The researchers noted that players with a high degree of arousal and positive mood were most likely to have new ideas for problem solving. They also observed that creativity scores were highest for players with low arousal and a negative mood.

Inferring their findings in real-life terms, the researchers said that the study seemed to show that happy or sad are most creative after playing the game, while angry or relaxed people are not.

According to them, their findings appear to show that either high or low arousal is key to creativity, and that medium amounts of arousal are not conducive to creativity.

"When you are highly aroused, the energy itself acts as a catalyst, and the happy mood acts as an encouragement. It is like being in a zone where you cannot be thrown off your game," said Sundar.

He says that a negative mood, especially when there is low arousal, brings a different kind of energy that makes a person more analytical, which is also crucial to creativity.

Sundar and Hutton made a presentation on their study at the 58th annual conference of the International Communication Association (ICA) in Montreal recently, and won a Top Paper award from the association's Game Studies division.

They said that their findings might provide important points as to how a video game could be enabled to make a person creative.

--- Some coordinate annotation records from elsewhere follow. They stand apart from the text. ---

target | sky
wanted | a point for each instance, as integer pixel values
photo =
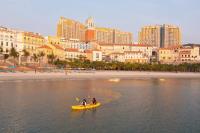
(128, 15)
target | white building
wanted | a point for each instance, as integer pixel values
(135, 57)
(8, 39)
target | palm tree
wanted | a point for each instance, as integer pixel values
(26, 54)
(41, 55)
(1, 50)
(14, 53)
(35, 57)
(5, 56)
(51, 58)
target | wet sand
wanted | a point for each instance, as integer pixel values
(96, 74)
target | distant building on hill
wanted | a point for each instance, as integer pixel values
(163, 36)
(88, 32)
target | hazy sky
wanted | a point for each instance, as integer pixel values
(128, 15)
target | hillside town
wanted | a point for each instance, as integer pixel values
(74, 41)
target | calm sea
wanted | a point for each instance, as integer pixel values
(128, 106)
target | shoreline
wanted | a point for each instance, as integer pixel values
(95, 75)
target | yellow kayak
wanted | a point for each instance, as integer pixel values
(88, 106)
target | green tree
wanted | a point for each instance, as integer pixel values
(5, 56)
(26, 54)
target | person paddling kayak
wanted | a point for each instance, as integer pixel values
(84, 103)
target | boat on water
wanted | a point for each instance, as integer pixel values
(88, 106)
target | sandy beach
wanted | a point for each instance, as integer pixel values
(95, 74)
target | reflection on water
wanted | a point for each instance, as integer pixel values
(130, 105)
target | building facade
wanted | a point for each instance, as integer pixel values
(8, 40)
(160, 36)
(88, 32)
(70, 29)
(29, 41)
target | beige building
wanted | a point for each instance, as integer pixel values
(135, 57)
(70, 29)
(8, 39)
(189, 54)
(168, 55)
(30, 41)
(160, 36)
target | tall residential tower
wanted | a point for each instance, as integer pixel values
(160, 35)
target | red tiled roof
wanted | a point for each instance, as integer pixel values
(166, 49)
(88, 51)
(58, 47)
(71, 50)
(185, 52)
(139, 45)
(45, 46)
(31, 34)
(133, 52)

"We are not looking just at creative games, but what emotional elements of games can serve as an engine to spark creative thought and new problem solving skills," said Sundar, who is also a founder of the Penn State Media Effects Research Laboratory.

He also said that video games can be used in classrooms to energize students and improve their creativity, and in companies to improve corporate decision-making.

"The key is to generate emotion. Ideally, a good teacher can energize the class and make them much more emotionally invested through presentations, guest lectures, and group discussions. Video games can help achieve that in an already simulated way," said Sundar.